Dept. Hearing and Speech Sciences
Vanderbilt University, Nashville , TN 37212
Bachelor’ of Science in Education, 1981, Miami University
Master of Arts, 1985, The University of Texas at Austin
Doctor of Philosophy, 1995, University of Kansas
Melanie Schuele is an assistant professor in the Department of Hearing and Speech Sciences, Vanderbilt University. She teaches courses in child language acquisition and disorders. Prior to obtaining her PhD, Schuele practiced as a speech-language pathologist in school-based and clinical settings serving primarily young children with language impairments.
Her research focuses on the development of language and literacy skills in children with specific language impairment (SLI). The goals of Schuele’s research on complex syntax acquisition in children with SLI are (a) to document the course of complex syntax acquisition in children with SLI as compared to typically developing same-age peers and language-matched peers, and (b) to explain the complex syntax deficits of children with SLI with an emphasis on considering the linguistic limitations of children with SLI that lead to complex syntax difficulties.

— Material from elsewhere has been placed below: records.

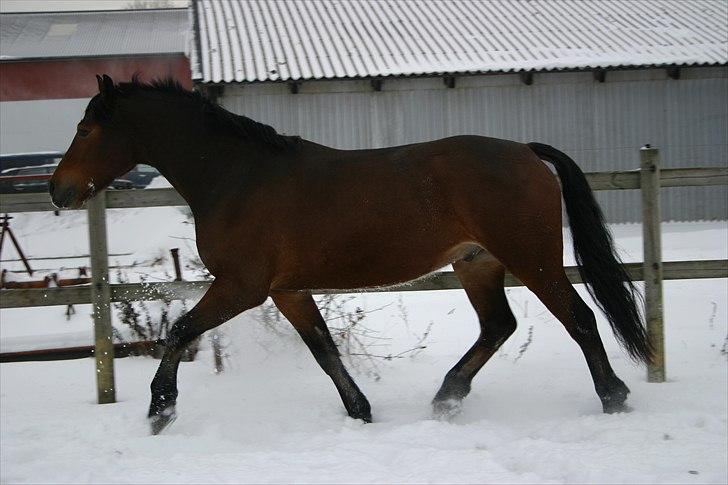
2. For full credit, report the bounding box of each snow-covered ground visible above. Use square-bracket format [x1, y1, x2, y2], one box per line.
[0, 198, 728, 483]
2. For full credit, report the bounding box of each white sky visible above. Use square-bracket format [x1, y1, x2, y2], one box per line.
[0, 0, 188, 12]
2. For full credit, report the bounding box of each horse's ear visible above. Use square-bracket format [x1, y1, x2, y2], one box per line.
[96, 74, 114, 99]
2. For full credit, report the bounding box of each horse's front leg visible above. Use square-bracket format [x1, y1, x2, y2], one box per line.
[271, 292, 372, 423]
[148, 278, 268, 434]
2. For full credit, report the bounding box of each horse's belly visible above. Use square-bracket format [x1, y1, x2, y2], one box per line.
[275, 242, 479, 290]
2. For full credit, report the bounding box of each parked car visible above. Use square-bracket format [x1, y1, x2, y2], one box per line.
[0, 152, 63, 171]
[0, 163, 134, 194]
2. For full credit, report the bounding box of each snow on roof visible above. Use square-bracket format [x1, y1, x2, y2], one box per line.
[0, 9, 189, 60]
[191, 0, 728, 83]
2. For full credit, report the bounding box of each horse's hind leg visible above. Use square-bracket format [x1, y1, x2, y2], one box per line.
[432, 252, 516, 416]
[509, 255, 629, 413]
[271, 292, 372, 423]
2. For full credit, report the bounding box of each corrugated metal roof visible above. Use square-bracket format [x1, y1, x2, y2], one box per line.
[0, 9, 189, 60]
[192, 0, 728, 82]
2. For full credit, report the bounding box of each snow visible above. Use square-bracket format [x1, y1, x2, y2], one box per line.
[0, 208, 728, 483]
[191, 0, 728, 83]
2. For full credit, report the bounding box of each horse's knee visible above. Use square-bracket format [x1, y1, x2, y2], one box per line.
[480, 309, 518, 348]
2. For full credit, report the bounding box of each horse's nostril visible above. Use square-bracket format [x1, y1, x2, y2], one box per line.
[60, 187, 76, 207]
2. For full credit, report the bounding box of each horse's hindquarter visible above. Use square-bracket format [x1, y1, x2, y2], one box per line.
[266, 137, 552, 289]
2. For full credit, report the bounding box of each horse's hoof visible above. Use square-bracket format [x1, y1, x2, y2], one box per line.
[346, 398, 372, 423]
[602, 402, 632, 414]
[432, 397, 463, 421]
[149, 406, 177, 435]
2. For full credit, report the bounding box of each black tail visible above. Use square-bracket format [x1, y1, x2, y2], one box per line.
[528, 143, 652, 363]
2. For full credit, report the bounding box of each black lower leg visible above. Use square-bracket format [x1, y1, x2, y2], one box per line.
[297, 328, 372, 423]
[433, 306, 516, 414]
[567, 297, 629, 413]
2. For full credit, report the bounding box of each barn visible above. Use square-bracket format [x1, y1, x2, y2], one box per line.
[190, 0, 728, 222]
[0, 9, 192, 154]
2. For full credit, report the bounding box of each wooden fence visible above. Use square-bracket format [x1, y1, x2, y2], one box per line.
[0, 146, 728, 403]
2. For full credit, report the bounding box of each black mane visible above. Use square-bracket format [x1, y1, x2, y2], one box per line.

This line of research explores complex syntax development in children with SLI between 5 and 7 years of age and typical children between 3 and 5 years of age. The goal of Schuele’s research on early literacy acquisition is to explore, within school-based settings, the effectiveness of multi-tiered layers of instruction and intervention provided to children with early literacy difficulties, particularly children with language impairments. This line of research has focused on children in kindergarten and first grade and is being extended to children in preschool.
Schuele has published her research in ASHA journals in Clinical Linguistics and Phonetics. She has presented her work at state and national conferences as well as at workshops for practicing clinicians. She currently serves on ASHA’s Research and Scientific Affairs Committee and is on the editorial board for ASHA journals.